The front ones stand on the two famous, crouching, open-mouthed lions. The portico was made by Giorgio di Como, and reliefs depicting the symbols of the four evangelists can be found inside the arch, just above the columns. A series of successively smaller arches connect the portico to the main door. There is a second, simpler, prothyrum on the right side of the front arm. Narrow arched openings (single lancet windows) alternating with decorative pillars (pilasters) articulate the external perimeter walls which are topped with arcades of small, slightly protruding, blind arches known as Lombard bands.

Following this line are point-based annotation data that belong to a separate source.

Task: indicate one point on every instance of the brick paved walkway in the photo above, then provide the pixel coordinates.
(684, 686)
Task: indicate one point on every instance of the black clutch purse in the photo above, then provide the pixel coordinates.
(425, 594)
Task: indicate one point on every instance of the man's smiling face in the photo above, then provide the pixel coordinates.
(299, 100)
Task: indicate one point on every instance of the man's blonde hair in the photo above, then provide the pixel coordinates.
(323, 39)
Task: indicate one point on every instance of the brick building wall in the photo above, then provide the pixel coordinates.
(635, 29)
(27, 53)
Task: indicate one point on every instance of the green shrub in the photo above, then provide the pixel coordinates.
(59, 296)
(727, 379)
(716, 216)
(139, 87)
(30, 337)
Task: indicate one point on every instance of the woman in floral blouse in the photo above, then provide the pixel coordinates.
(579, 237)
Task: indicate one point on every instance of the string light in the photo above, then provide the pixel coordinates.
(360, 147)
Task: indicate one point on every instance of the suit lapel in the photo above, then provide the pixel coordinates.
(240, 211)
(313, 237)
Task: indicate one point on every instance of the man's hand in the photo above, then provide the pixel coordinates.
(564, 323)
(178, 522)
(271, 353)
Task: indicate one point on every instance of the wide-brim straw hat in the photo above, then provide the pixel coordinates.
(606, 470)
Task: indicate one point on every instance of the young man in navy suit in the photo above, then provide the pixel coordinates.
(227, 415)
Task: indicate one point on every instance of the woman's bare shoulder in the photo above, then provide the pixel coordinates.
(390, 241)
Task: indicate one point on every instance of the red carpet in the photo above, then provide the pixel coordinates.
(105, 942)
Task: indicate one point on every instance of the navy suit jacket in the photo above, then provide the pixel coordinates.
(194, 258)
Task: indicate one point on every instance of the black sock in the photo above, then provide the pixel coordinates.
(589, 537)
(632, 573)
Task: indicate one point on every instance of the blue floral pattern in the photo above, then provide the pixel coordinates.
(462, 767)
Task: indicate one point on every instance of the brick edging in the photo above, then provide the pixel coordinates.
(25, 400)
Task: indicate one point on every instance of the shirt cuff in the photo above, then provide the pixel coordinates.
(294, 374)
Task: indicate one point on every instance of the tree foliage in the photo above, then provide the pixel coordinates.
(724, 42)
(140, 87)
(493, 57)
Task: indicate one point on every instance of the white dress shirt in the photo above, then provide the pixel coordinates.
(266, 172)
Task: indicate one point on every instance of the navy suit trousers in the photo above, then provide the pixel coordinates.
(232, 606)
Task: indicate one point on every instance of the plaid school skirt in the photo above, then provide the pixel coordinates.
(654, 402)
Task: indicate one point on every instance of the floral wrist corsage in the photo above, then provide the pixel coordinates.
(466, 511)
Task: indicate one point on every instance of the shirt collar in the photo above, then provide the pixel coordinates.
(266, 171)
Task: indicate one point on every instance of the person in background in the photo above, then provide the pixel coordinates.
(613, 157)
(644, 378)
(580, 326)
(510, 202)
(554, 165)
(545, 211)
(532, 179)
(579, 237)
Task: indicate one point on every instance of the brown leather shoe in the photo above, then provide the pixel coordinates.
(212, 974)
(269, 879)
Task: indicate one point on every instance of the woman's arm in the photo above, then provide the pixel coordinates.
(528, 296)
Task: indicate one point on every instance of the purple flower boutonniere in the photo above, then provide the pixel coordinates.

The interior shows us the right-hand side with the colonnade and aisle, the raised altar and the stairs leading down to the crypts. You can also touch half of the ogival dome, rebuilt by Margaritone d’Arezzo in 1270, which is set over the crossing. It is actually one of the oldest domes in Italy.

The church has a Greek cross plan, with a nave and two aisles and a dome that stands on a dodecagonal drum. In the Romanesque style with Byzantine influences and Gothic elements, the church incorporates all the transformations that took place during its lengthy construction, between 1000 and 1100 CE.

The cathedral stands on the Colle Guasco, on the site of a Doric temple dedicated to Venus Euplea, the goddess who protected navigation (a volumetric model of this temple is also on display). A basilica with a nave and two aisles was built on its foundations in the 6th century. It was dedicated to St. Lawrence and, in 1017, the bodies of Saints Marcellinus and Cyriacus were transferred there. Between the end of the 11th century and the first half of the 13th, the church was enlarged with the addition of a transept. A century later, the cathedral was rededicated to St. Cyriacus, bishop and martyr, patron saint of the Maritime Republic.